Quote from: Capetan Mihali on March 10, 2014, 06:55:16 PM
To give Ed some more ammunition against me in the "CM-eats-weird-things" campaign, I will reveal that I am now having some anchovies straight from the tin.  Love those little fuckers. :mmm:

WHAT.THE.HELL.
Stay Alive...Let the Man Drive

Eddie Teach

Chili. With beans, natch.
To sleep, perchance to dream. But in that sleep of death, what dreams may come?

Ed Anger

Val just fainted in horror
Stay Alive...Let the Man Drive

Ideologue

Quote from: Capetan Mihali on March 07, 2014, 04:15:17 PM
Quote from: The Brain on March 07, 2014, 01:36:25 PM
Quote from: Capetan Mihali on March 07, 2014, 12:18:20 PM

Between my mind-numbing sedentary job, newfound discovery of happy hour, and culinary explorations, I put on 40 pounds, it's true. 

Festively plump?

Warn't nothing festive about it.  :glare:  I was pretty cadaverous beforehand, it's true, but I did have to go up a waist size and I've never made it back down.  I still have my old pants stored away. :cry:  Even as the glimmer of possibility recedes into the mists of "could-have-been"... :weep:

Doc review hit me to the tune of about 20 pounds.  I'm a little better.
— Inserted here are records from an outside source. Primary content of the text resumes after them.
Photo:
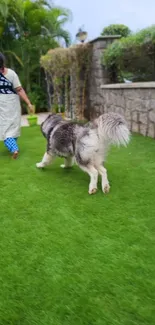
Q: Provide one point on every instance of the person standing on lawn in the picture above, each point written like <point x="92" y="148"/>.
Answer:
<point x="10" y="109"/>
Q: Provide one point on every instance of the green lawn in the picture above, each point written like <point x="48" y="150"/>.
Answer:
<point x="67" y="258"/>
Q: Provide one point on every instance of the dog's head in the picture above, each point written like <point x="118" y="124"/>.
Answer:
<point x="49" y="124"/>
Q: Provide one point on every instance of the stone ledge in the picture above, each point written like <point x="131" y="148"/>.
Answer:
<point x="131" y="85"/>
<point x="106" y="37"/>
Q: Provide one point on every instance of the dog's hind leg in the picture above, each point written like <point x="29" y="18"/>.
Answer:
<point x="93" y="173"/>
<point x="46" y="160"/>
<point x="68" y="162"/>
<point x="105" y="183"/>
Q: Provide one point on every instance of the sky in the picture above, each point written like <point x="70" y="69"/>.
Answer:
<point x="95" y="15"/>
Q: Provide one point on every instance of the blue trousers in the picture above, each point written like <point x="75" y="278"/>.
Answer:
<point x="11" y="144"/>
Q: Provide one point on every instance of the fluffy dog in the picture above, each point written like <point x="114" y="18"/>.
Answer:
<point x="87" y="144"/>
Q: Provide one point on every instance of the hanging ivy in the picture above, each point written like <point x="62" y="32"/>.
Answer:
<point x="69" y="67"/>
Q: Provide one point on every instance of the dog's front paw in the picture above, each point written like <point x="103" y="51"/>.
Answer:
<point x="106" y="188"/>
<point x="39" y="165"/>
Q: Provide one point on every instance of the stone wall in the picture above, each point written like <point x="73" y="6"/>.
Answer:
<point x="98" y="74"/>
<point x="136" y="101"/>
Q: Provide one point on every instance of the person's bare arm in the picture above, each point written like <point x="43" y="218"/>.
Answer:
<point x="21" y="92"/>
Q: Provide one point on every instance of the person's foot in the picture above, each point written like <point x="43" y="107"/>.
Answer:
<point x="15" y="155"/>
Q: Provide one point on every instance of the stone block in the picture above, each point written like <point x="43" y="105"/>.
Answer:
<point x="135" y="127"/>
<point x="143" y="118"/>
<point x="152" y="116"/>
<point x="134" y="116"/>
<point x="152" y="104"/>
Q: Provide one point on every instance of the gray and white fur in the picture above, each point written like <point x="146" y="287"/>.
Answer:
<point x="87" y="144"/>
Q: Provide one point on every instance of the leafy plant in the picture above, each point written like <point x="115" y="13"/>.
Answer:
<point x="28" y="29"/>
<point x="134" y="55"/>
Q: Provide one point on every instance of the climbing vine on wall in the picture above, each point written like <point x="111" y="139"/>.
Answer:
<point x="132" y="57"/>
<point x="69" y="70"/>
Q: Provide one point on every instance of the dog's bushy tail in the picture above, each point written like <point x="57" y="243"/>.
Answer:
<point x="115" y="129"/>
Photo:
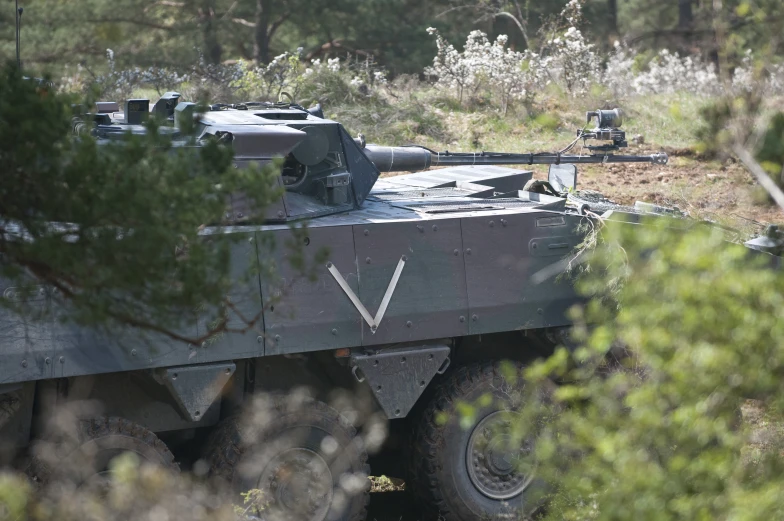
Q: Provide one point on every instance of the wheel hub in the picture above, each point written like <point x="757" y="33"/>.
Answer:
<point x="496" y="467"/>
<point x="298" y="483"/>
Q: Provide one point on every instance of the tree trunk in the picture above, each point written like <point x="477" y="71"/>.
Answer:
<point x="261" y="41"/>
<point x="685" y="14"/>
<point x="612" y="17"/>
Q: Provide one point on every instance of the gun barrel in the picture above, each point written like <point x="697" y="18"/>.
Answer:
<point x="413" y="159"/>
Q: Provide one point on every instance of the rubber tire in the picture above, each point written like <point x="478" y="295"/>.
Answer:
<point x="438" y="454"/>
<point x="231" y="445"/>
<point x="92" y="446"/>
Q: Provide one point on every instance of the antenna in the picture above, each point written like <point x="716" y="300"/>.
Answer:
<point x="19" y="11"/>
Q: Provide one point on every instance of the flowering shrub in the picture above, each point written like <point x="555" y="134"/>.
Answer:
<point x="485" y="66"/>
<point x="572" y="61"/>
<point x="121" y="83"/>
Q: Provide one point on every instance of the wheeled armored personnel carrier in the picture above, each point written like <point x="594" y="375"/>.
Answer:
<point x="432" y="279"/>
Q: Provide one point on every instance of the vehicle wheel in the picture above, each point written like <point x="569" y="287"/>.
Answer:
<point x="82" y="455"/>
<point x="304" y="457"/>
<point x="468" y="466"/>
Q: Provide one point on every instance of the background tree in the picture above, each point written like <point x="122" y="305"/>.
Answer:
<point x="112" y="233"/>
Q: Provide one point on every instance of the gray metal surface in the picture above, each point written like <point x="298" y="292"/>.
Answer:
<point x="398" y="377"/>
<point x="196" y="387"/>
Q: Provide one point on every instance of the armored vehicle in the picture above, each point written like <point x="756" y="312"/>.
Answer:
<point x="432" y="279"/>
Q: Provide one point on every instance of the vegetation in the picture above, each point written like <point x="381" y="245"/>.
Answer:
<point x="670" y="426"/>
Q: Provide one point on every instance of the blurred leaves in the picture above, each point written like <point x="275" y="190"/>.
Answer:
<point x="114" y="230"/>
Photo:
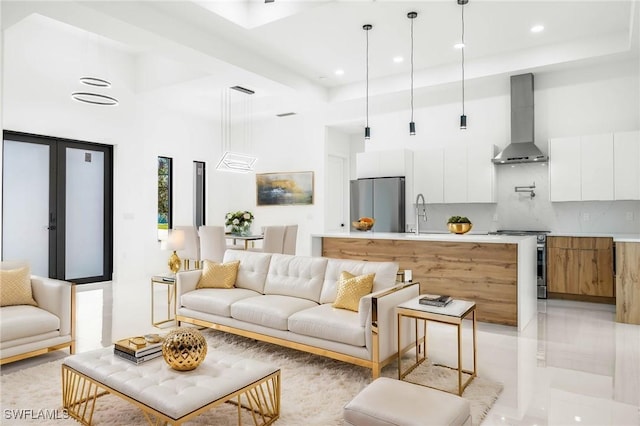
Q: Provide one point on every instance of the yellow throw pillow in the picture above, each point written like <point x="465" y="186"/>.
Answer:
<point x="218" y="275"/>
<point x="351" y="289"/>
<point x="15" y="287"/>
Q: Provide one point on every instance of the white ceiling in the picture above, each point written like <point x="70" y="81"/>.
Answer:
<point x="290" y="49"/>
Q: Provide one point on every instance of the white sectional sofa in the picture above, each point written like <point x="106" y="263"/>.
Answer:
<point x="287" y="300"/>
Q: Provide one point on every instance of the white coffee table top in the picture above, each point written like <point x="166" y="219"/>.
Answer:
<point x="174" y="393"/>
<point x="454" y="309"/>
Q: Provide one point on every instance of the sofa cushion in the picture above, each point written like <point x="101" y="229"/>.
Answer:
<point x="218" y="275"/>
<point x="15" y="287"/>
<point x="385" y="275"/>
<point x="351" y="289"/>
<point x="328" y="323"/>
<point x="25" y="321"/>
<point x="215" y="301"/>
<point x="253" y="268"/>
<point x="297" y="276"/>
<point x="271" y="311"/>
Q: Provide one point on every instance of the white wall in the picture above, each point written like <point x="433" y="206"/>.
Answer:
<point x="575" y="101"/>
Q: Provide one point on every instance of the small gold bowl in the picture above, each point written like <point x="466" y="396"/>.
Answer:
<point x="459" y="228"/>
<point x="363" y="225"/>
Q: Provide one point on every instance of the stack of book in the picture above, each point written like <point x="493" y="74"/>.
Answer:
<point x="435" y="300"/>
<point x="138" y="349"/>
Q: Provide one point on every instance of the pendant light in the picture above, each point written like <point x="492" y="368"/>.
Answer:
<point x="367" y="130"/>
<point x="412" y="125"/>
<point x="463" y="117"/>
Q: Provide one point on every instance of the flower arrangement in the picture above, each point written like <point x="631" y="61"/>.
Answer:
<point x="239" y="221"/>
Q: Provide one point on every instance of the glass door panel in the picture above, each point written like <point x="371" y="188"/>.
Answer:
<point x="25" y="218"/>
<point x="84" y="208"/>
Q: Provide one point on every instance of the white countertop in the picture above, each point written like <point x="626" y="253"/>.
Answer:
<point x="448" y="237"/>
<point x="618" y="238"/>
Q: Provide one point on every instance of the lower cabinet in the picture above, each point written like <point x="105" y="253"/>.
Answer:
<point x="581" y="266"/>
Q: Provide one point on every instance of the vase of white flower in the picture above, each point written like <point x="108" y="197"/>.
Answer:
<point x="240" y="222"/>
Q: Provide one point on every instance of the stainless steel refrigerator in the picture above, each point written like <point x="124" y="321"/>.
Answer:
<point x="381" y="199"/>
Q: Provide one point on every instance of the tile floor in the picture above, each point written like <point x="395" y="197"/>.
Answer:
<point x="573" y="365"/>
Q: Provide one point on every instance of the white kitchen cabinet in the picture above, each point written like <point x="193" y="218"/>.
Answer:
<point x="581" y="168"/>
<point x="565" y="169"/>
<point x="596" y="163"/>
<point x="383" y="163"/>
<point x="428" y="175"/>
<point x="456" y="174"/>
<point x="626" y="160"/>
<point x="481" y="173"/>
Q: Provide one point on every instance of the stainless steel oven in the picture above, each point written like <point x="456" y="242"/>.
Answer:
<point x="541" y="253"/>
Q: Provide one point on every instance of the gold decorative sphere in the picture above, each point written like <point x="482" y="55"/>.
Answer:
<point x="184" y="349"/>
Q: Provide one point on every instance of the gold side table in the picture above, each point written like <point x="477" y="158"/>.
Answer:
<point x="168" y="280"/>
<point x="454" y="314"/>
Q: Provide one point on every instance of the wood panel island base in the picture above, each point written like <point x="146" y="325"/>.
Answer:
<point x="496" y="272"/>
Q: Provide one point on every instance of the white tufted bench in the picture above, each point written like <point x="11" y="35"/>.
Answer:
<point x="168" y="395"/>
<point x="387" y="402"/>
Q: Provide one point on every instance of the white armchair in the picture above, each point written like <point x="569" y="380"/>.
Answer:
<point x="27" y="331"/>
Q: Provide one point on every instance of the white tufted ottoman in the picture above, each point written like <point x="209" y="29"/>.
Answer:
<point x="393" y="402"/>
<point x="166" y="395"/>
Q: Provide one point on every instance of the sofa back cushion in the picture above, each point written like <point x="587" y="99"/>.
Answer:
<point x="253" y="268"/>
<point x="385" y="275"/>
<point x="297" y="276"/>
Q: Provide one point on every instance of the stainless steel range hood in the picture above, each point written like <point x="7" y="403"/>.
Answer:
<point x="522" y="149"/>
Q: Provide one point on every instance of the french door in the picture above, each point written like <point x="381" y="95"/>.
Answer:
<point x="57" y="206"/>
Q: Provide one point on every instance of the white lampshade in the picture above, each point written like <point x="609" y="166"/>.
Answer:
<point x="175" y="240"/>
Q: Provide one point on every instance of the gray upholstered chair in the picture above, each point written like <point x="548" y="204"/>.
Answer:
<point x="190" y="255"/>
<point x="273" y="241"/>
<point x="290" y="239"/>
<point x="38" y="314"/>
<point x="213" y="243"/>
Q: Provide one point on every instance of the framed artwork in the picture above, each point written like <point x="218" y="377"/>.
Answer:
<point x="284" y="189"/>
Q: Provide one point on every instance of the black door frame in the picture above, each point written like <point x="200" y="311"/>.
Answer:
<point x="57" y="197"/>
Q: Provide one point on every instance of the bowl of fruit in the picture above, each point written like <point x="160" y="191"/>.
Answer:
<point x="364" y="223"/>
<point x="459" y="225"/>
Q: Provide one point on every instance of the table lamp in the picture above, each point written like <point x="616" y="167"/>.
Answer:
<point x="175" y="242"/>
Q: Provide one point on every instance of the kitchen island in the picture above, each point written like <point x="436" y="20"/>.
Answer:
<point x="498" y="272"/>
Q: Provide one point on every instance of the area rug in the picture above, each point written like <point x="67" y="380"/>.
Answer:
<point x="314" y="389"/>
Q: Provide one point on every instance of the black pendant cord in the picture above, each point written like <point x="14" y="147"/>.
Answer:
<point x="367" y="130"/>
<point x="367" y="78"/>
<point x="412" y="70"/>
<point x="463" y="60"/>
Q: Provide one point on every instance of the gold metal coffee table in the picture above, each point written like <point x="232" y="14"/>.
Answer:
<point x="453" y="314"/>
<point x="166" y="396"/>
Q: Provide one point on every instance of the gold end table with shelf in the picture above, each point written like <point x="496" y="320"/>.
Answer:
<point x="168" y="280"/>
<point x="453" y="314"/>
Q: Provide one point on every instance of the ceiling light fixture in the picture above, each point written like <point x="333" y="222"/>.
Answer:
<point x="367" y="129"/>
<point x="412" y="125"/>
<point x="233" y="161"/>
<point x="94" y="81"/>
<point x="94" y="98"/>
<point x="463" y="117"/>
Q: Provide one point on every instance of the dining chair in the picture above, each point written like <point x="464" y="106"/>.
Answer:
<point x="213" y="243"/>
<point x="290" y="239"/>
<point x="273" y="241"/>
<point x="191" y="251"/>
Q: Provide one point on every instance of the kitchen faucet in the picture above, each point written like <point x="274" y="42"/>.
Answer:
<point x="418" y="214"/>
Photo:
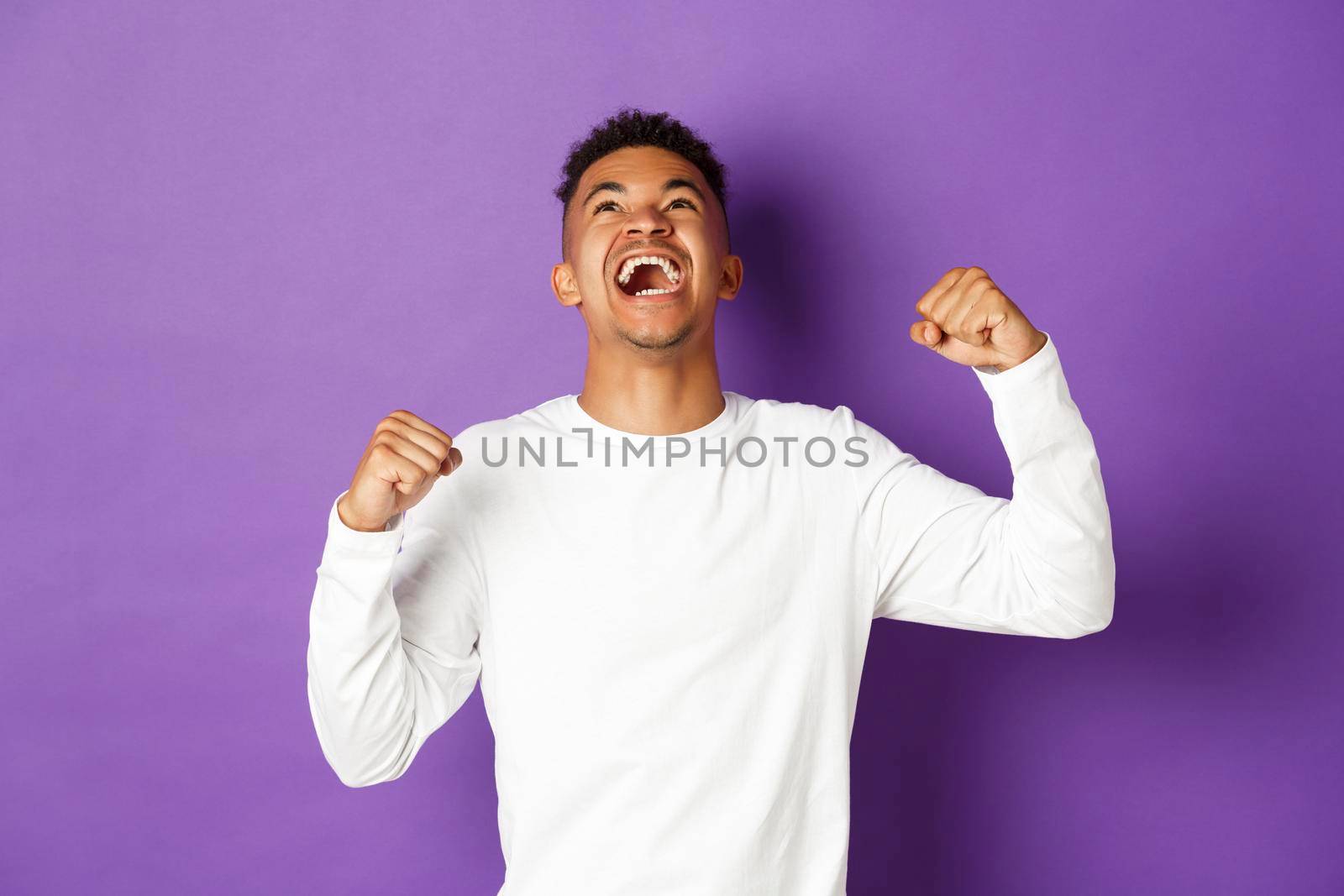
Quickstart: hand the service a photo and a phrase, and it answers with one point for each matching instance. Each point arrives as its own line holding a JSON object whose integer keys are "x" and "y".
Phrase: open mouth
{"x": 649, "y": 275}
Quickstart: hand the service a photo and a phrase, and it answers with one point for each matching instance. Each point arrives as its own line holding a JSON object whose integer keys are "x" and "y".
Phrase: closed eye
{"x": 601, "y": 206}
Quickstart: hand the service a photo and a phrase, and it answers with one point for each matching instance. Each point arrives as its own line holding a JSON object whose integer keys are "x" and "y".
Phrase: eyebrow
{"x": 674, "y": 183}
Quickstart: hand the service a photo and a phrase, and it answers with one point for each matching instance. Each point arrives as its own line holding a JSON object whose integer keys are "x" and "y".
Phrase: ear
{"x": 730, "y": 280}
{"x": 564, "y": 284}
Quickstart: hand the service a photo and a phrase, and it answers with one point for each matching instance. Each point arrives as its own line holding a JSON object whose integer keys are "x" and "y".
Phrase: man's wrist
{"x": 1039, "y": 344}
{"x": 356, "y": 524}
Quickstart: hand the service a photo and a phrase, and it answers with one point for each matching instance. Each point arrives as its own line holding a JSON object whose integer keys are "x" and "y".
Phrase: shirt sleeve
{"x": 949, "y": 555}
{"x": 393, "y": 640}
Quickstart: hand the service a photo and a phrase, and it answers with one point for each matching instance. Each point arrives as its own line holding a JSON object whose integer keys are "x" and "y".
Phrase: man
{"x": 665, "y": 589}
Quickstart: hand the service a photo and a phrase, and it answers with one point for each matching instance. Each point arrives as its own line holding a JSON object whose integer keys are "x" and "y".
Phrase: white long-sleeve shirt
{"x": 669, "y": 642}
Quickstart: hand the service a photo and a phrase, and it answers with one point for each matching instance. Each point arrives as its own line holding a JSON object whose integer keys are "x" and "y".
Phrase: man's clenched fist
{"x": 968, "y": 320}
{"x": 401, "y": 464}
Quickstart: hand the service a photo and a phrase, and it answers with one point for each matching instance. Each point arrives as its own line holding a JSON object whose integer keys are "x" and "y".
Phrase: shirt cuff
{"x": 1043, "y": 363}
{"x": 343, "y": 537}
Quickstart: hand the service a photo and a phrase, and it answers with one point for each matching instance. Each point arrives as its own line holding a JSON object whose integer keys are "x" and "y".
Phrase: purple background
{"x": 235, "y": 235}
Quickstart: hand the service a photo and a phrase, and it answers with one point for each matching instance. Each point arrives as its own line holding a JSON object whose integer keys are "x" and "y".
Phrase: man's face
{"x": 683, "y": 222}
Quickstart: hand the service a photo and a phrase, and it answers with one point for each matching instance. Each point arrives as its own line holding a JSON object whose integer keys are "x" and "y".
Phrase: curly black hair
{"x": 632, "y": 127}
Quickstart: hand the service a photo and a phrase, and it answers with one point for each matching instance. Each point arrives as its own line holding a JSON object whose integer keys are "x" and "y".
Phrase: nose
{"x": 647, "y": 219}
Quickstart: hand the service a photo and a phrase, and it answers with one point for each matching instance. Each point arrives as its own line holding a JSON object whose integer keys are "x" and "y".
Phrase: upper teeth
{"x": 631, "y": 264}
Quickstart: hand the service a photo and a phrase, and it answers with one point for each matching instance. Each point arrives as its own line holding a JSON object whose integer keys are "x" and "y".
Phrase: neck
{"x": 651, "y": 392}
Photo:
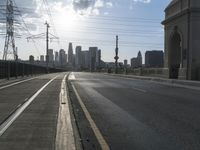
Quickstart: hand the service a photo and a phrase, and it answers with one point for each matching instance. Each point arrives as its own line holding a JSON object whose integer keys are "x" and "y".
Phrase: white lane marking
{"x": 64, "y": 135}
{"x": 5, "y": 125}
{"x": 6, "y": 86}
{"x": 138, "y": 89}
{"x": 99, "y": 136}
{"x": 72, "y": 76}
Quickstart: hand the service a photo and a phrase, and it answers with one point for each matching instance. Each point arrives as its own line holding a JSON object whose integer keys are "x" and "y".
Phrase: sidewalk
{"x": 173, "y": 82}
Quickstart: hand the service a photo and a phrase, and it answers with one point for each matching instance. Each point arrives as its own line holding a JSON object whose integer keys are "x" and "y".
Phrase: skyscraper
{"x": 56, "y": 57}
{"x": 136, "y": 62}
{"x": 50, "y": 55}
{"x": 70, "y": 54}
{"x": 62, "y": 58}
{"x": 92, "y": 57}
{"x": 78, "y": 57}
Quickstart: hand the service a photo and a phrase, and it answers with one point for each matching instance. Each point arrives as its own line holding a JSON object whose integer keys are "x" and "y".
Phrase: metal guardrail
{"x": 17, "y": 68}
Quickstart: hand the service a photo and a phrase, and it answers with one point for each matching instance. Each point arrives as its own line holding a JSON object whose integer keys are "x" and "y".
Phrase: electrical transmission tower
{"x": 9, "y": 47}
{"x": 9, "y": 11}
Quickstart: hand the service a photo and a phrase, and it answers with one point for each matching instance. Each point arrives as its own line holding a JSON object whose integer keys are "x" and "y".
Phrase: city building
{"x": 125, "y": 63}
{"x": 62, "y": 58}
{"x": 42, "y": 58}
{"x": 78, "y": 57}
{"x": 92, "y": 58}
{"x": 70, "y": 55}
{"x": 31, "y": 59}
{"x": 98, "y": 60}
{"x": 85, "y": 61}
{"x": 50, "y": 55}
{"x": 136, "y": 62}
{"x": 182, "y": 36}
{"x": 154, "y": 59}
{"x": 56, "y": 57}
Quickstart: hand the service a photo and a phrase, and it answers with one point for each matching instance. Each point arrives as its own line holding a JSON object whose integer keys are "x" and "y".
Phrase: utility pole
{"x": 9, "y": 47}
{"x": 116, "y": 55}
{"x": 47, "y": 44}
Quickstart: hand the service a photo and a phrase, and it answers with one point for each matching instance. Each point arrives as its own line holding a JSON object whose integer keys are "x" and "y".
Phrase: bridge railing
{"x": 19, "y": 68}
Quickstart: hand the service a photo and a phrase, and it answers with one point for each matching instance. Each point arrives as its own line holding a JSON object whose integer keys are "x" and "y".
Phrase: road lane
{"x": 12, "y": 96}
{"x": 162, "y": 117}
{"x": 36, "y": 127}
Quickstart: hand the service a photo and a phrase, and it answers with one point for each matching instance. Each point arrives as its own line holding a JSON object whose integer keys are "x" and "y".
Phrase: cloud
{"x": 91, "y": 7}
{"x": 142, "y": 1}
{"x": 109, "y": 4}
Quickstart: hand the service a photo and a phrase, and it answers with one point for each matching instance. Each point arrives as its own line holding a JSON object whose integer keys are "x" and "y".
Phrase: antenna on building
{"x": 116, "y": 55}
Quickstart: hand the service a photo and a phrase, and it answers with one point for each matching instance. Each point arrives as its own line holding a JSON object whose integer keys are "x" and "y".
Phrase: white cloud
{"x": 142, "y": 1}
{"x": 109, "y": 4}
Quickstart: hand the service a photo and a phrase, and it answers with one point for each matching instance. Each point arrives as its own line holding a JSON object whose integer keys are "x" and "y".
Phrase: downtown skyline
{"x": 93, "y": 23}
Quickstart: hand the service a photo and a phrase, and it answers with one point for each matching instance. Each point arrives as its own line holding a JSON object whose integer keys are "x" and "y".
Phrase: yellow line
{"x": 95, "y": 129}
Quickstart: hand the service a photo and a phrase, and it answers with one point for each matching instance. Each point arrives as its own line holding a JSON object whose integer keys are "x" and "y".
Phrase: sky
{"x": 88, "y": 23}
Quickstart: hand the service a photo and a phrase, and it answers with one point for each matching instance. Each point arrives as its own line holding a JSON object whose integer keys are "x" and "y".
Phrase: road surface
{"x": 35, "y": 128}
{"x": 135, "y": 114}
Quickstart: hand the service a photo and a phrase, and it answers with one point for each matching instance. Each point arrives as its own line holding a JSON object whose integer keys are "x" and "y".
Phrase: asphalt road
{"x": 137, "y": 114}
{"x": 35, "y": 128}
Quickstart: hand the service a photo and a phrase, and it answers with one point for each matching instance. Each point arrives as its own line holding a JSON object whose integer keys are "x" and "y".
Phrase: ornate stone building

In UNRELATED NEWS, I had 14 cookies and two cups of Nissin Super Picante noodles for lunch/supper/whatever a day long meal would be called.  Thanks Kroger!
Kinemalogue
Current reviews: The 'Burbs (9/10); Gremlins 2: The New Batch (9/10); John Wick: Chapter 2 (9/10); A Cure For Wellness (4/10)

Ed Anger

I ate two cherry pop tarts for a snack.